A lo largo de los últimos meses, incluso años, se ha evidenciado la necesidad de contar con un plan integral de reactivación económica. Tanto ciudadanos como empresarios y hasta diputadas y diputados de esta Asamblea Legislativa hemos hecho constantes llamados para que se fije claramente un camino que nos permita alcanzar dinamismo económico, que aumente los ingresos del Estado, que mejore la confianza de las personas consumidoras, que incentive la inversión, que permita incrementar los porcentajes de empleo y que, en definitiva, genere algo de alivio en medio de esta situación de emergencia nacional e impacte positivamente en la calidad de vida de los ciudadanos.
Según un estudio publicado a finales de 2020 por el propio Fondo Monetario Internacional (FMI), la proyección de crecimiento de la economía costarricense, que se calcula como porcentaje del PIB real, es de un 2,3%. Esta cifra es menor incluso al crecimiento proyectado para Centroamérica, que ronda el 3,6%. Lo anterior significa que Costa Rica tiene el cuarto peor panorama de crecimiento en toda la región latinoamericana para 2021.
Lo más preocupante de tales cifras es que ese 2,3% de crecimiento se mantendrá invariable desde ahora y hasta el año 2025, siendo que dicho porcentaje, además, no obedece ni es parte de alguna estrategia de reactivación económica, sino básicamente a un efecto inercial en la economía. Así lo han reconocido economistas y representantes del Colegio de Ciencias Económicas, recientemente en medios de comunicación nacional. En otras palabras, el escaso crecimiento económico no responde a metas, acciones y plazos de mediano y largo plazo para dinamizar la actividad económica.

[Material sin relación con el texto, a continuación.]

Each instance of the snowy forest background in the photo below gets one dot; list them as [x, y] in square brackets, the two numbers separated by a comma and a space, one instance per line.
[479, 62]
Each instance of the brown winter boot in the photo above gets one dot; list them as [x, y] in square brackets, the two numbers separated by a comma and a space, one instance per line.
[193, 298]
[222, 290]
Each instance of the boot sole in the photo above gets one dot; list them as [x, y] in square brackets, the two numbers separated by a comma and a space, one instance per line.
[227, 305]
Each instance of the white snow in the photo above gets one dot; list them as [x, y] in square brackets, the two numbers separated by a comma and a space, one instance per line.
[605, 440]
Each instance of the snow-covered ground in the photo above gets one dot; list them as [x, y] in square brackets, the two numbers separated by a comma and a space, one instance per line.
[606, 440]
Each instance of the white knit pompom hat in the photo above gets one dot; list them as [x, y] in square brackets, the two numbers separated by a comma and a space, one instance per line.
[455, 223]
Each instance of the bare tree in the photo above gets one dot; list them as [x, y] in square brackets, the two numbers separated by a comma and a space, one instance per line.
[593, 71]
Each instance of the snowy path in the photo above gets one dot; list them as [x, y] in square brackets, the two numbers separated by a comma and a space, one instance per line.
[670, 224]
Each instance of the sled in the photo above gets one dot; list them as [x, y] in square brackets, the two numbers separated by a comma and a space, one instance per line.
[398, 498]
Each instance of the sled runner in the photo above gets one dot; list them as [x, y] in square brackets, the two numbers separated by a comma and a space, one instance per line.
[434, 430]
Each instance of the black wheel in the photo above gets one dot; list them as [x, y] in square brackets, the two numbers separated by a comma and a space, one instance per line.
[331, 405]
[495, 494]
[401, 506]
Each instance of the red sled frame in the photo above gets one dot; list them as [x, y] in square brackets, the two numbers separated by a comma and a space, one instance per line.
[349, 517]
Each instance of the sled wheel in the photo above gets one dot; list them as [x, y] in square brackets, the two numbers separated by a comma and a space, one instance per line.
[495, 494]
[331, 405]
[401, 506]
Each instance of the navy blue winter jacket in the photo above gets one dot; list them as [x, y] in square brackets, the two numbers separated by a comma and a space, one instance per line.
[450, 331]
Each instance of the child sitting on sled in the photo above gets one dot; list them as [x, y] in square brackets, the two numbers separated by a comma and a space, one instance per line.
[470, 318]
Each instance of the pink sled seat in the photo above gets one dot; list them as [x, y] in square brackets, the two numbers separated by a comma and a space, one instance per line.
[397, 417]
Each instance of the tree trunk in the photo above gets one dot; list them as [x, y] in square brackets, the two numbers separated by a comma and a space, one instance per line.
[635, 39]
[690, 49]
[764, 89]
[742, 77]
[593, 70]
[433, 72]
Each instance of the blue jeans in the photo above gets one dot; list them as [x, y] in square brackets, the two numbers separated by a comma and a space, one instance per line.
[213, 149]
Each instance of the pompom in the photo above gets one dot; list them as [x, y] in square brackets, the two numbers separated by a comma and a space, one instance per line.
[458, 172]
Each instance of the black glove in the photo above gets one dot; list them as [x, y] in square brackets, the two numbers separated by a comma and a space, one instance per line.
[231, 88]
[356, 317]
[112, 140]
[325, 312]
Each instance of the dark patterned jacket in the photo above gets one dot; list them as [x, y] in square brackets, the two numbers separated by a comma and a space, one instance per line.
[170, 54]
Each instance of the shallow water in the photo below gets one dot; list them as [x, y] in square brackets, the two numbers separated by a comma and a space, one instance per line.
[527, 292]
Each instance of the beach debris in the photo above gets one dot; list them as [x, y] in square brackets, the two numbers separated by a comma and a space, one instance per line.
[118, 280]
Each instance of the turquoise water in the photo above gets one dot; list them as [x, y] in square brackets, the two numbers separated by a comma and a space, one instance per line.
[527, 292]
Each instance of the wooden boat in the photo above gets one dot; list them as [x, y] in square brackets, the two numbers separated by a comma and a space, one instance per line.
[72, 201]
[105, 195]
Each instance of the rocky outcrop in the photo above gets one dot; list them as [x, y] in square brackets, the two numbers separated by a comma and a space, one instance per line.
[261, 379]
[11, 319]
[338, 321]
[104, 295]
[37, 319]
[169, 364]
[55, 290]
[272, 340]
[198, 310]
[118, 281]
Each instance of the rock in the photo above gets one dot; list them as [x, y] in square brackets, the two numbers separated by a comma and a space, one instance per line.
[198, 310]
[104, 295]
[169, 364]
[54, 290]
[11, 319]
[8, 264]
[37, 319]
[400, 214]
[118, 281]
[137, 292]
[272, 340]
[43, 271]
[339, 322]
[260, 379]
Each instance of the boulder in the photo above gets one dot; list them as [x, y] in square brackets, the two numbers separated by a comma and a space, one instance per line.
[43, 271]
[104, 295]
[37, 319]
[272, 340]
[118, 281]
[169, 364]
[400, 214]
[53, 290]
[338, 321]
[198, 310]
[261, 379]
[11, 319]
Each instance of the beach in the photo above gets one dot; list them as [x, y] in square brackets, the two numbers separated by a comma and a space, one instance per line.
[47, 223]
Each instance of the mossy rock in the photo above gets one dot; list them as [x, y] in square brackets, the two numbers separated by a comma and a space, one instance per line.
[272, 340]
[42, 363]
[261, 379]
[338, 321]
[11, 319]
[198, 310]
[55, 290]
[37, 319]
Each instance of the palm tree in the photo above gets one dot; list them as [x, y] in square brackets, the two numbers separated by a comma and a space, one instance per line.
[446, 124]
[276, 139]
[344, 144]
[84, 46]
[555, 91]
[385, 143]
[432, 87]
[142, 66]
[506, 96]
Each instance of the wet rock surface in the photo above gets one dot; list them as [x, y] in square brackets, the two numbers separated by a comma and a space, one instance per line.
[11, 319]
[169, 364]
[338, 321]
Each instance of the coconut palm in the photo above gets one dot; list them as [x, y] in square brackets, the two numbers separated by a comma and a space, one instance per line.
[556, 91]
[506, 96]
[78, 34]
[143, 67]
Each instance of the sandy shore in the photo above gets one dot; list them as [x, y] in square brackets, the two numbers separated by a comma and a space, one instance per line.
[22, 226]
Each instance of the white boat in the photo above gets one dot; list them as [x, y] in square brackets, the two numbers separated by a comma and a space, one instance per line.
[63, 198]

Aunado a ello, la tasa de desempleo nacional alcanza el 19,1%, lo que se traduce no solo en 468.000 personas sin empleo, sin ingresos y sin posibilidades de crecimiento personal o laboral, sino que también en hogares con limitaciones de consumo y forzados a buscar la informalidad. Las mujeres presentan una mayor tasa de desempleo que los hombres; 24,6%, lo que subraya una vez más la imperiosa necesidad de políticas públicas que eviten la discriminación, que faciliten el acceso a puestos de trabajo y que les brinde más y mejores oportunidades de bienestar.
Mientras no tengamos un plan de reactivación económica, las empresas de este país seguirán sufriendo el impacto de la pandemia e inacción. Según el INEC, el 94 % ha tenido afectación por el Covid-19, en donde las principales consecuencias han sido y sigue siendo la reducción de los ingresos, reducción de las ventas, disminución de la jornada laboral, disminución de planilla, cierre temporal y el aumento de gastos de operación.
Como país, creo que no podemos seguir apostando solo por el endeudamiento interno o el financiamiento a través de organismos internacionales. Esos son paliativos que deben necesariamente ir acompañados de medidas estructurales que nos garanticen crecimiento, pero principalmente sostenibilidad económica en el tiempo. Y eso solo lo podremos lograr en el tanto tengamos una economía fuerte, pujante, que potencie el empleo, que genere más más posibilidades de inversión social.